How to read Osborne 1 Floppies?
Chuck Guzis
cclist at sydex.com
Thu May 27 15:47:09 CDT 2021
On 5/27/21 12:21 PM, Fred Cisin via cctalk wrote:
> In 1981, when the Osborne 1 came out, I got some sample disks from it.
> So, other than TRS80s, which I had, those were also the first samples
> that I worked with. I manually, a sector at a time, copied some files
> from those Osborne 1 disks using Superzap on TRS80. THAT was the
> preliminary success that convinced me that it could be done, and gave
> the the impetus and confidence to write XenoCopy, in the next few years,
> after the 5150 came out. (5150 came out August 11, 1981, but it took me
> 5 months to get one) BUT, the 5150 couldn't do FM Single Density, so
> the PC-DOS version of XenoCopy didn't get an Osborne format until the
> MFM Double Density upgrade for the Osborne 1 came out.
I'd been cutting floppy controller code since about 1975; the weirdness
of the IBM PC design really made for some head-scratching.
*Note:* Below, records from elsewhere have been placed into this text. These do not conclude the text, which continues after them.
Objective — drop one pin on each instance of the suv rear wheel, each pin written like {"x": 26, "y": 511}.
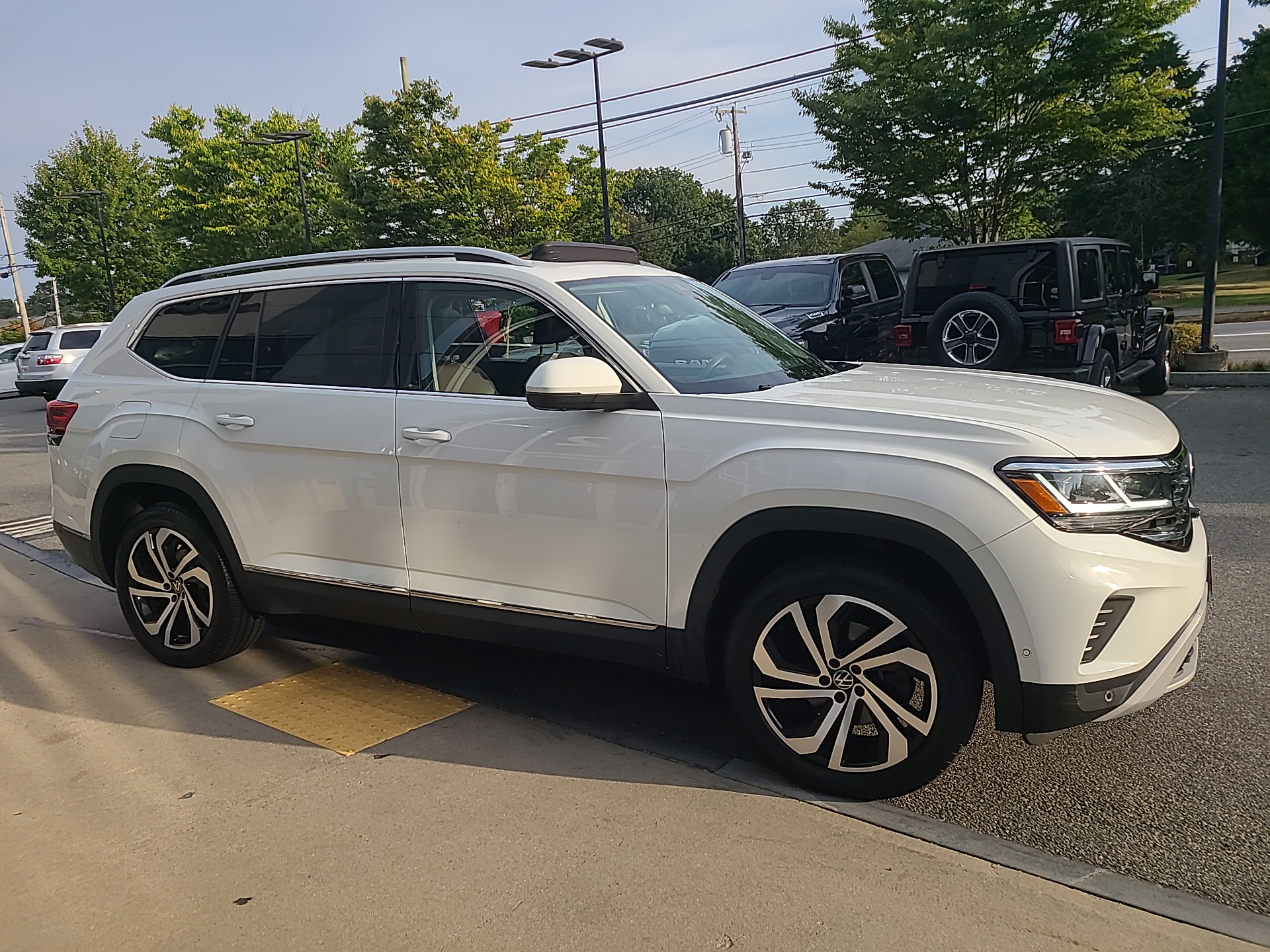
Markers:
{"x": 177, "y": 593}
{"x": 850, "y": 681}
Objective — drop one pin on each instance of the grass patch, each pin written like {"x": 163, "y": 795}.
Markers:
{"x": 1238, "y": 285}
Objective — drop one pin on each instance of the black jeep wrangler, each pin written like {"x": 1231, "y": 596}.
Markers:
{"x": 839, "y": 306}
{"x": 1062, "y": 307}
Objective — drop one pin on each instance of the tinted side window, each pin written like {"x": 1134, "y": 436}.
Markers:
{"x": 1087, "y": 274}
{"x": 182, "y": 338}
{"x": 333, "y": 335}
{"x": 38, "y": 342}
{"x": 484, "y": 339}
{"x": 884, "y": 278}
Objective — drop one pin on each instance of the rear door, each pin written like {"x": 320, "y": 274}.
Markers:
{"x": 294, "y": 432}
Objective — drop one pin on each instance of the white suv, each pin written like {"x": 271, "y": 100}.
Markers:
{"x": 579, "y": 452}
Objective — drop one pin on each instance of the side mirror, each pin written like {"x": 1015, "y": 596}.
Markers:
{"x": 578, "y": 383}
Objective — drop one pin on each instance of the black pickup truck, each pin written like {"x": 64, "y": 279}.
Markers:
{"x": 1062, "y": 307}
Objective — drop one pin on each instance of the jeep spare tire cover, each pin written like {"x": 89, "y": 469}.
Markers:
{"x": 977, "y": 331}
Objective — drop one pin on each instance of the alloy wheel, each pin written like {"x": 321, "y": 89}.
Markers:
{"x": 970, "y": 338}
{"x": 845, "y": 683}
{"x": 169, "y": 588}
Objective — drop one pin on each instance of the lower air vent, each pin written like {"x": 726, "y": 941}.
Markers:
{"x": 1111, "y": 616}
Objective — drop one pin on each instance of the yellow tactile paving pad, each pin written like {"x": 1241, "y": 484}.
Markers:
{"x": 342, "y": 707}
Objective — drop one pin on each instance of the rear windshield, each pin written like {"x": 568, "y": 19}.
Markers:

Sometime in the 5150/5160 days, I published instructions on how to
modify a PC floppy controller that used the 765 with a WD926 data
separator. It was quite simple--for some unknown reason, both of the
clock rate select lines were hard-wired. Getting FM support was mostly
a matter of lifting one of those lines and running a jumper to the
MFM/FM output on the 765.
But then IBM and clones did the same sort of thing with the parallel
port adapter. Changing one to bidirectional (and curiously
PS/2-compatible) was mostly a matter of lifting the output enable line
on an IC and tying it an unused bit in the control port.
Sometimes I wonder if IBM did this sort of stuff intentionally.